Huntington's disease treated for first time

Gene Therapy Approach and Reported Results

  • Treatment uses an AAV5 viral vector to deliver a gene cassette encoding an artificial micro-RNA that selectively silences the mutant huntingtin mRNA, reducing toxic protein production.
  • Injection targets deep brain structures (putamen and caudate nucleus) via neurosurgery.
  • Company press release reports ~60–75% slowing of disease progression on several Huntington’s scales, with some cognitive measures showing >100% “slowing,” interpreted by commenters as possible partial functional improvement.
  • Neurofilament light chain levels (a marker of neuronal damage) reportedly improved instead of worsening, suggesting reduced cell death.

What “Slowing” Actually Means

  • BBC description: roughly, a year’s expected decline stretching to four years post-treatment, potentially adding “decades of good quality life.”
  • Unclear from current data whether very early or presymptomatic treatment would largely prevent onset, or mainly prolong the symptomatic phase.

Why Brain Surgery and Why So Long

  • Main reason: bypass the blood–brain barrier and get the vector into the exact brain regions affected.
  • AAV5 doesn’t efficiently cross into or uniformly infect the brain from systemic delivery.
  • Surgery is slow to avoid mechanical and pressure damage; infusion is done over 8–10 hours with very low flow rates, plus time for imaging and setup.
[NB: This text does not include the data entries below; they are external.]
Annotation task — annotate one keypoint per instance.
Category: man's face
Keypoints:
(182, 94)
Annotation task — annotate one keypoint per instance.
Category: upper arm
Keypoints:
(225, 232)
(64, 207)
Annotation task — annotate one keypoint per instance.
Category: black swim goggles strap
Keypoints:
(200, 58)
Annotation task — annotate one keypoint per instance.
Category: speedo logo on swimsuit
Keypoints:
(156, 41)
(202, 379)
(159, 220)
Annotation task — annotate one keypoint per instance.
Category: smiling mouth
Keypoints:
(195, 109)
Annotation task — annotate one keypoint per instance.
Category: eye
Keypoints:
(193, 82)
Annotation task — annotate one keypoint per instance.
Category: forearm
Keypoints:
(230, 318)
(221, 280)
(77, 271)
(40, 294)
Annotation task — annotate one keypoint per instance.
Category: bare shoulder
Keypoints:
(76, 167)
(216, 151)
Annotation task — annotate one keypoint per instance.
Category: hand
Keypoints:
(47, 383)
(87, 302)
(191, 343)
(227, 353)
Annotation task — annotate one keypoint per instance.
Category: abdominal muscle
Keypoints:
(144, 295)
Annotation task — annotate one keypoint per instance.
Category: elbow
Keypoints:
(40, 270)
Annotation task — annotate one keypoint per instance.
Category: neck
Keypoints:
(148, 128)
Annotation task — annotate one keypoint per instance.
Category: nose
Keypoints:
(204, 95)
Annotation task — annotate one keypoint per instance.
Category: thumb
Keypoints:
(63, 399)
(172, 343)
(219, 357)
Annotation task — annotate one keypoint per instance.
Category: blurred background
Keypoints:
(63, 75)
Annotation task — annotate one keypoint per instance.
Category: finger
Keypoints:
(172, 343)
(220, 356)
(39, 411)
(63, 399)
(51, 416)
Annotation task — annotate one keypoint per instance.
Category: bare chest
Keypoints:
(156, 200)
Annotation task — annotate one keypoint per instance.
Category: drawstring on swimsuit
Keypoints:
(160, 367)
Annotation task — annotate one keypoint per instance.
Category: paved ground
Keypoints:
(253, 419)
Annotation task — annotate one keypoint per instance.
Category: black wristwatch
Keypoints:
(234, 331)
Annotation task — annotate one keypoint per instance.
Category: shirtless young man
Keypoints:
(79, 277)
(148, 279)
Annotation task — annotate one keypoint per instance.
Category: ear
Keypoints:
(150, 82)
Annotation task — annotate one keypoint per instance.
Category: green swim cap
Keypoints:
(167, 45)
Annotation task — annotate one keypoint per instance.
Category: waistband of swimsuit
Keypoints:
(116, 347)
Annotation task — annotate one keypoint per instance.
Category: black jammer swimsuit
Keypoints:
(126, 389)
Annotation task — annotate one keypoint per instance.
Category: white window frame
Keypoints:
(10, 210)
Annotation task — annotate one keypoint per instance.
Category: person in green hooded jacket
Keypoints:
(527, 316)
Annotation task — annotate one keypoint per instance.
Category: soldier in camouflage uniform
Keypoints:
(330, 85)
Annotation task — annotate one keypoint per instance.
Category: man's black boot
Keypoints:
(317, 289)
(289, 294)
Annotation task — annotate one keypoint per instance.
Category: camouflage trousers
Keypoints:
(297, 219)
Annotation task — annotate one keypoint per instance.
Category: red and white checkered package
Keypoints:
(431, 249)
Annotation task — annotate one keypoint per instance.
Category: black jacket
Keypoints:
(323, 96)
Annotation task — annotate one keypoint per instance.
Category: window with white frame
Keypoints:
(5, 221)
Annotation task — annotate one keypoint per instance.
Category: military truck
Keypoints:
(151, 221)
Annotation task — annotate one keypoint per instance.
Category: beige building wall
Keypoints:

Uncertainties, Risk, and Need for Review

  • Several commenters stress that this is early, top-line data with small cohorts and complex “propensity-matched” controls; peer-reviewed publication and long-term follow-up are needed.
  • Concern that micro-RNA might have off-target effects or immune consequences, and there is no straightforward “off switch” for such gene therapies, though this vector appears non-integrating.
  • Some note that Huntington’s is a “low-hanging fruit” for gene therapy (single known gene, clear biomarkers), so results may not generalize easily to other neurodegenerative diseases.

Cost, Rarity, and Funding

  • Discussion of HD as a rare disease with historically weak commercial incentives; contrasts drawn with other rare conditions (e.g., cystic fibrosis, haemophilia) where state funding, charities, and “venture philanthropy” helped enable costly gene therapies.
  • Several comments emphasize decades of publicly funded basic research (NIH, UK agencies) underpinning such breakthroughs and criticize political moves to cut or politicize biomedical funding.

Ethical and Personal Dimensions

  • Debate over using IVF with preimplantation genetic testing to prevent passing on the HD mutation versus moral objections to discarding affected embryos.
  • Multiple participants with HD in their families describe profound emotional impact, tradeoffs around genetic testing, and how even a 4× slowing would have radically changed their loved ones’ lives.